A firewall is a system or network that is specially designed to block unauthorized access while allowing authorized communications. A firewall is a device or set of devices configured to allow, limit, encrypt, decrypt, traffic between different areas based on a set of rules and other criteria. Many of the antivirus software includes firewalls. For instance, Norton is great for trojan virus removal, but it also has other features such as a firewall, Anti-phishing protection and Privacy protection.
Firewalls can be implemented in Software or Hardware, or its a combination of both… They are very often used to prevent unauthorized Internet users from accessing private networks connected to the Internet, especially Intranets. All messages entering or leaving the intranet pass through the firewall, and the firewall examines each word and blocks those that do not meet the specified security criteria.
A properly configured firewall adds necessary protection to the network, but in no case should it be considered sufficient. The security covers more areas and levels of work and stability.
History Of Firewall
History The term “firewall / fireblock” originally meant a wall to confine a fire or potential fire hazard in a building. Firewall technology emerged in the late 1980s when the Internet was a relatively new technology in terms of its global use and connectivity.
The predecessors of the firewalls for network security were the routers used in the late 1980s, which kept the networks separate from each other.
The vision of the Internet as a relatively small community of users with compatible machines, which valued the predisposition for exchange and collaboration, ended with a series of critical Internet security violations that occurred in the late 1980s:
- Clifford Stoll, who discovered how to manipulate the German espionage system.
- Bill Cheswick, when in 1992 he installed a simple electronic jail to observe an attacker.
- In 1988, an employee of the Ames Research Center of NASA in California sent a memo by email to his colleagues saying:
“We are under attack from an Internet virus. It has reached Berkeley, UC San Diego, Lawrence Livermore, Stanford and NASA Ames.”
- The Morris worm, which spread through multiple vulnerabilities in the machines of the time. Although it was not malicious, the Morris worm was the first large-scale attack on Internet security; the network did not expect or be prepared to face its attack.
Types of Firewalls
Gateway Application Level
Gateway Application Level applies security mechanisms for specific applications, such as Telnet FTP servers. This is very effective, but it can impose a performance degradation.
Gateway Level Circuit
Gateway level circuits apply security mechanisms when a TCP or UDP connection is established. Once the connection has been made, packets can flow between hosts without further control. It allows the establishment of a session that originates from a zone of greater security towards an area of lower protection.
Network Layer or Packet Filtering Firewall
It works at the network level (level 3) of the protocol stack (TCP / IP) as an IP packet filter. At this level, filters can be made according to the different fields of the IP packets: source IP address, destination IP address, etc.
Often this type of firewall allows filtering according to transport-level fields (level 4) as the source and destination port, or data link level (level 2) as the MAC address. This is one of the main types of firewalls. It is considered quite effective and transparent but difficult to configure.
Application Layer Firewall
It works at the application level (level 7) so that the filters can be adapted to the characteristics of the protocols of this level. For example, if it is HTTP traffic, it can be filtered according to the URL you are trying to access.
A firewall at level 7 of HTTP traffic is usually called a proxy and allows computers in an organization to enter the Internet from a controlled form. A proxy effectively hides the correct network addresses.
Personal Firewall
It is a particular case of firewalls that are installed as software on a computer, filtering communications between that computer and the rest of the network. It is therefore used on a personal level.
Advantages Of A Firewall
- Set reliable perimeters.
- Protects from intrusions.- Access to specific segments of an organization’s network is only allowed from authorized machines in other parts of the organization or the Internet.

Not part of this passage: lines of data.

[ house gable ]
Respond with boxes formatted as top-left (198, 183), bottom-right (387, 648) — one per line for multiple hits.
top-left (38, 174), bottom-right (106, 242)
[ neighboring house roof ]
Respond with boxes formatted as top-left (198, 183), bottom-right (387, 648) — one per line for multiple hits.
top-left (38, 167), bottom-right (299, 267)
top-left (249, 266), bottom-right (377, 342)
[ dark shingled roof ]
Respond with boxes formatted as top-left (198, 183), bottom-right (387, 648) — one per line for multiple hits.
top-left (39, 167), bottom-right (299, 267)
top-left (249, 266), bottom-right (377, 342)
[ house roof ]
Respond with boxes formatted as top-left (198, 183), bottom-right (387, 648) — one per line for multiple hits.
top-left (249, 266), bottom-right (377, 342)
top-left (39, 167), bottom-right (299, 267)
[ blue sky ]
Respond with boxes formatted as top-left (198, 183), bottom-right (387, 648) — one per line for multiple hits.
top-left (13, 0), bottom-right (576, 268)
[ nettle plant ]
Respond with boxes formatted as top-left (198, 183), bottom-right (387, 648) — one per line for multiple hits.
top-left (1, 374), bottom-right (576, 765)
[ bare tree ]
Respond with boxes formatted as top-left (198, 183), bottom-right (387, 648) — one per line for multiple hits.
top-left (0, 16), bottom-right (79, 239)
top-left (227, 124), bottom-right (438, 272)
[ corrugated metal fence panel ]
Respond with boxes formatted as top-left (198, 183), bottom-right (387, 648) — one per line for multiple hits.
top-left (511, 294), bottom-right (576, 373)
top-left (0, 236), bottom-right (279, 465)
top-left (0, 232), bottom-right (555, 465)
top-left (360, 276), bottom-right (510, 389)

- Protection of private information.- It allows defining different levels of access to information so that in an organization, each defined user group has access only to the services and information that are strictly necessary.

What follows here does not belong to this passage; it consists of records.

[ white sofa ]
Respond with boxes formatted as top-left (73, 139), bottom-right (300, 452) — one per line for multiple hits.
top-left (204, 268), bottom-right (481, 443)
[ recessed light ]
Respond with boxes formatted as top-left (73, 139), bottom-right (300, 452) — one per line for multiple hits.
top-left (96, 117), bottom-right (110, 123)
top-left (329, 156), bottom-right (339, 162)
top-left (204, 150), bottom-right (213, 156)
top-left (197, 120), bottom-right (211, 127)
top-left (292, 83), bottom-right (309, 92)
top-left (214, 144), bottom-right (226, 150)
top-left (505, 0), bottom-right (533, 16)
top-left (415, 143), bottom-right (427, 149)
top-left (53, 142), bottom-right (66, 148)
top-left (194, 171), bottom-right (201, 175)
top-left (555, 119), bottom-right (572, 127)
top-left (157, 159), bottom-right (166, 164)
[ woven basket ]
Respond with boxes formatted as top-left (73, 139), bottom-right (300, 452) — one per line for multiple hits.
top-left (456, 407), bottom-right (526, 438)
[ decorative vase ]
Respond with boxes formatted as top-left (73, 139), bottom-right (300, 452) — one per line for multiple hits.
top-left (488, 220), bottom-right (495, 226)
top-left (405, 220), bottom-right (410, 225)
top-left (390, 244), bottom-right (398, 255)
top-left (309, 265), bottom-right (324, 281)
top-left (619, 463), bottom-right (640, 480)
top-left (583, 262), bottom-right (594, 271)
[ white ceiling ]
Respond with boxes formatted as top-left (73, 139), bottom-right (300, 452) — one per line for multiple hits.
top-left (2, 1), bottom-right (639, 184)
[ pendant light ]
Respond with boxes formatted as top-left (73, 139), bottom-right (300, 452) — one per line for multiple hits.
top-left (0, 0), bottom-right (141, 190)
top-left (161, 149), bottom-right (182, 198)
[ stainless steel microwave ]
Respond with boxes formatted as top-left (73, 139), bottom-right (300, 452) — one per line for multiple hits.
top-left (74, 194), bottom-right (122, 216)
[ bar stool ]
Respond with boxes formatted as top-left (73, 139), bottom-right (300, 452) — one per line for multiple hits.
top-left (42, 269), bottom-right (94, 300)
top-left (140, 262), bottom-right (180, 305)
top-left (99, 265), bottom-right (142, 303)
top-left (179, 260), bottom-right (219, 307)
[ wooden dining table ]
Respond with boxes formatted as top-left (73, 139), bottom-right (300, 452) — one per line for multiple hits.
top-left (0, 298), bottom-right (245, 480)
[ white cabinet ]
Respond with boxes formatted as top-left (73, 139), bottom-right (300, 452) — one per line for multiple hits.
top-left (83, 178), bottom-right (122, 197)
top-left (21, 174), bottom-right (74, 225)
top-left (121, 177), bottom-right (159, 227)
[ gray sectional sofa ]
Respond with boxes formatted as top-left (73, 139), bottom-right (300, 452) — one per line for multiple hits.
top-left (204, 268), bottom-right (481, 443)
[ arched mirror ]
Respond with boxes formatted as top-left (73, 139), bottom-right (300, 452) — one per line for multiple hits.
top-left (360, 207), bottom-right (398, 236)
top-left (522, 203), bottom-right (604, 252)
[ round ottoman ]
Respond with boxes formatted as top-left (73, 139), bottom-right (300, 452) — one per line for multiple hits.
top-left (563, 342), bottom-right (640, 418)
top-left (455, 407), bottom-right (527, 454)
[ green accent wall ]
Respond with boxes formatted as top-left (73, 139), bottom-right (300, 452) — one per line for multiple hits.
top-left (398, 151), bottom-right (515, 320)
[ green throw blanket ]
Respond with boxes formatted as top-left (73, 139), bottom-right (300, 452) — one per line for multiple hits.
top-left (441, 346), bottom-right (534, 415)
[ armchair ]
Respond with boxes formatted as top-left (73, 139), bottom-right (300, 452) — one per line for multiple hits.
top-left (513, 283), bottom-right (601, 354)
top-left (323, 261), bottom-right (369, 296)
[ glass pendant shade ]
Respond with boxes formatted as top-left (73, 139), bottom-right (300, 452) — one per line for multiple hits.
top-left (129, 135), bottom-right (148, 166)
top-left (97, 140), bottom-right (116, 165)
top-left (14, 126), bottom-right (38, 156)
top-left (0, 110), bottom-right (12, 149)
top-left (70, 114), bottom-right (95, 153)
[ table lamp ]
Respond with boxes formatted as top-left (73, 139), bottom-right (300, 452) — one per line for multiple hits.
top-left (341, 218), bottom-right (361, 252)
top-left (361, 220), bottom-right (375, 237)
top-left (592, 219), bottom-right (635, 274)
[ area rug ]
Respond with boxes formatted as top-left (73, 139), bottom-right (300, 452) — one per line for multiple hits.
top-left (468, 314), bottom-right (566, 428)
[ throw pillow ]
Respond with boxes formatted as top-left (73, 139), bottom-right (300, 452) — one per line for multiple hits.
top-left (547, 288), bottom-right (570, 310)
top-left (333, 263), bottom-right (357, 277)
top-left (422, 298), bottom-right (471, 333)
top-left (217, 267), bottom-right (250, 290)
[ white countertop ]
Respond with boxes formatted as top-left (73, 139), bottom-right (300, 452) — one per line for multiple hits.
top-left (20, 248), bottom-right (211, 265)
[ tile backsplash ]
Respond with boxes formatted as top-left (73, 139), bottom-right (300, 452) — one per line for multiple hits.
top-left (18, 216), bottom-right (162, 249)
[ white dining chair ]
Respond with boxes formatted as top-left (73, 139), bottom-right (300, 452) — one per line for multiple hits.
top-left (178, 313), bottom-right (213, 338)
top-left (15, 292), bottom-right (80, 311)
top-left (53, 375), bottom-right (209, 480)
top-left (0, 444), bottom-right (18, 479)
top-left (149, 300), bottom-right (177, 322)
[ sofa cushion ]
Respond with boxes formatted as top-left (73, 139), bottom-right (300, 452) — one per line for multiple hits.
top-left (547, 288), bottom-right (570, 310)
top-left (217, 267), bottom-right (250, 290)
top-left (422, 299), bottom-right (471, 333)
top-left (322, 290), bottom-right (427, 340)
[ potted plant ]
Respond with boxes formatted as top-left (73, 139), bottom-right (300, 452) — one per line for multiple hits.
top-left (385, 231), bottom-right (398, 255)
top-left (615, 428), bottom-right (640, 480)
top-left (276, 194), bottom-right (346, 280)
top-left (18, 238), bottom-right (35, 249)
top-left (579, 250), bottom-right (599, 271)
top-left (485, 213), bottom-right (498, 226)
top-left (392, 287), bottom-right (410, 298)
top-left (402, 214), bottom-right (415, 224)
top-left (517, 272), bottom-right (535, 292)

- Access optimization.- Identify the elements of the internal network and optimize the communication between them is more direct.
- A firewall helps reconfigure the security parameters.
Limitations Of A Firewall
The limitations follow from the same definition of the firewall: traffic filter. Any computer attack that uses traffic accepted by the firewall (for using expressly opened TCP ports, for example) or that does not use the network, will continue to be a threat. The following list shows some of these risks:
- A firewall cannot protect against attacks whose traffic does not pass through it.

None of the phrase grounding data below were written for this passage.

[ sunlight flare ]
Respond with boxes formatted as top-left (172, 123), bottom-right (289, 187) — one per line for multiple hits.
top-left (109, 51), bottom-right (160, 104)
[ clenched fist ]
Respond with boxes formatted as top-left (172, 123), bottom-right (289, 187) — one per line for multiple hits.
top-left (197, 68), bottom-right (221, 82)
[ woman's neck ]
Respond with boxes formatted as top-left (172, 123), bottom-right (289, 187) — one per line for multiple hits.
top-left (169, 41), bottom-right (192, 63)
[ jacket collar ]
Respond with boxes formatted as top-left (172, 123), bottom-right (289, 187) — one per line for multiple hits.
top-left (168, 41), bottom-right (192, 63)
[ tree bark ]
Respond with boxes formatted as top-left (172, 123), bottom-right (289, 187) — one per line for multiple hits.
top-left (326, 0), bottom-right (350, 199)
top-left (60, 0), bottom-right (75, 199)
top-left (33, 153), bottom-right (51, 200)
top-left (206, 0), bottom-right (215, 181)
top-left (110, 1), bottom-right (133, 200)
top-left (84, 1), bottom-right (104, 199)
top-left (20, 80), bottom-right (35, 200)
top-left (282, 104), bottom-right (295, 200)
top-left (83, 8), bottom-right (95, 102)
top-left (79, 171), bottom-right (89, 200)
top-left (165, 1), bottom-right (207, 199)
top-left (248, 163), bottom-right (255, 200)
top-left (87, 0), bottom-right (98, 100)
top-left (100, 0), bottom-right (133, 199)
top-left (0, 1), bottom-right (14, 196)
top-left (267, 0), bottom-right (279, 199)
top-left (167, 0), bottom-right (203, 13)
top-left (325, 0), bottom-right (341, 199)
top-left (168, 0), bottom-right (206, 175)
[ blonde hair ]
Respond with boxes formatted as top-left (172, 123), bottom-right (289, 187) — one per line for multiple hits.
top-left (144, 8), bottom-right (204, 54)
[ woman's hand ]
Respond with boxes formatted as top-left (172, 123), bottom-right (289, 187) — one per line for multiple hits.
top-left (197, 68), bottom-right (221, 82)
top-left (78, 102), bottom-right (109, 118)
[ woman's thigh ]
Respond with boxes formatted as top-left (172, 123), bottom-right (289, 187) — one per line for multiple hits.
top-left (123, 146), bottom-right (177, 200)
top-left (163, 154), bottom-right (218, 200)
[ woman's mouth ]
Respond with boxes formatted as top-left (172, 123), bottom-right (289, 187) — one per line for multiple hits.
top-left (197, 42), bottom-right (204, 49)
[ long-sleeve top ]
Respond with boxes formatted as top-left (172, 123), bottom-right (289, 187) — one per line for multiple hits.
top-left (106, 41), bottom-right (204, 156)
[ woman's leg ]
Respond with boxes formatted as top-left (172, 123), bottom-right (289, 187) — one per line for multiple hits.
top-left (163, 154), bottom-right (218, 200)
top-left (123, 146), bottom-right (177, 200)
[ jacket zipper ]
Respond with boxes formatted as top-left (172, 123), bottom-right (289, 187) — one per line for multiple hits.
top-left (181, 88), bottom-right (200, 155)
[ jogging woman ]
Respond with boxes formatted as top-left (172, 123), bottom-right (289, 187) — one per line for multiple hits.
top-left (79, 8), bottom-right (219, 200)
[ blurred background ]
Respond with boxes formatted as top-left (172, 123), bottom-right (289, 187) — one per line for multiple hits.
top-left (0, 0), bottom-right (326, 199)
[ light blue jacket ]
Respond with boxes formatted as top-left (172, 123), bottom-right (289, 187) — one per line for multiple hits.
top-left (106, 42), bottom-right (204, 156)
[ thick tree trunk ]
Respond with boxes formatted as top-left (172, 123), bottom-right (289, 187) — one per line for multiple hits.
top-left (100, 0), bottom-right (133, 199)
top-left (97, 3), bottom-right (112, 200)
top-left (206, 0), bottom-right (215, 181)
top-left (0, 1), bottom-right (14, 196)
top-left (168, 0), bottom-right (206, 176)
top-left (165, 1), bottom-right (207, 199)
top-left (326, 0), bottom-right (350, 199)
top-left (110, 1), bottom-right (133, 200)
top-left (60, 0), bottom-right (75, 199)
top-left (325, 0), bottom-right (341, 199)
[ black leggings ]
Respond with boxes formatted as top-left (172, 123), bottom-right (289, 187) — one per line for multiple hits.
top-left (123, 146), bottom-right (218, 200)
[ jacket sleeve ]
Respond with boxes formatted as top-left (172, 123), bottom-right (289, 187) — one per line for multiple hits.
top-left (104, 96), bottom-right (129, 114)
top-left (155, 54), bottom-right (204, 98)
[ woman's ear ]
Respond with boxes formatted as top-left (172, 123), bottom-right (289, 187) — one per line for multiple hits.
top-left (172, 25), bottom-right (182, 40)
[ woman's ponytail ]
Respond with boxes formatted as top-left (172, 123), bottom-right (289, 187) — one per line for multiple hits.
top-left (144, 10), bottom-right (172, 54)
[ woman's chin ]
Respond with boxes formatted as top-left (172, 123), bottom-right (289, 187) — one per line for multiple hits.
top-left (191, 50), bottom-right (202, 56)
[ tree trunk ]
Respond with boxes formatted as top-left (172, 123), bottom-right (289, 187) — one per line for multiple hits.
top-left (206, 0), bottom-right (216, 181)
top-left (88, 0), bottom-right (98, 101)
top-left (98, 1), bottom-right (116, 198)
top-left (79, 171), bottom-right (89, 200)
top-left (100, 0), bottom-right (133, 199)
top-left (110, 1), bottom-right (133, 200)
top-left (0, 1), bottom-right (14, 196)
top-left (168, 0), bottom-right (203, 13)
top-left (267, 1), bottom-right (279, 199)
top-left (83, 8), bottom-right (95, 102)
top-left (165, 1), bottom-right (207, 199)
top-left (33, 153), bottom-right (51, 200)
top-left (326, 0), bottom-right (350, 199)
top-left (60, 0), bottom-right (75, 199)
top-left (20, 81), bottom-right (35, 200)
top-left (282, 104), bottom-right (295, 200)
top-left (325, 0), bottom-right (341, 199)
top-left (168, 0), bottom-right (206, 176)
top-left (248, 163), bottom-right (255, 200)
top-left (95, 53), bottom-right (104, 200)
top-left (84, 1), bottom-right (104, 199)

- The firewall cannot protect against threats to which it is subjected to internal attacks or negligent users. The firewall cannot defend corporate spies from copying sensitive data to physical storage media ( disks, memories, etc.) and subtracting them from the building.
- The firewall cannot protect against social engineering attacks.
- The firewall cannot protect against possible attacks to the internal network by computer viruses through files and software. The real solution is that the organization must be aware of installing antivirus software on each machine to protect itself from viruses that arrive through any storage medium or another source.
- The firewall does not protect against security failures of the services and protocols whose traffic is allowed. You have to configure correctly and take care of the security of the services that are published on the Internet.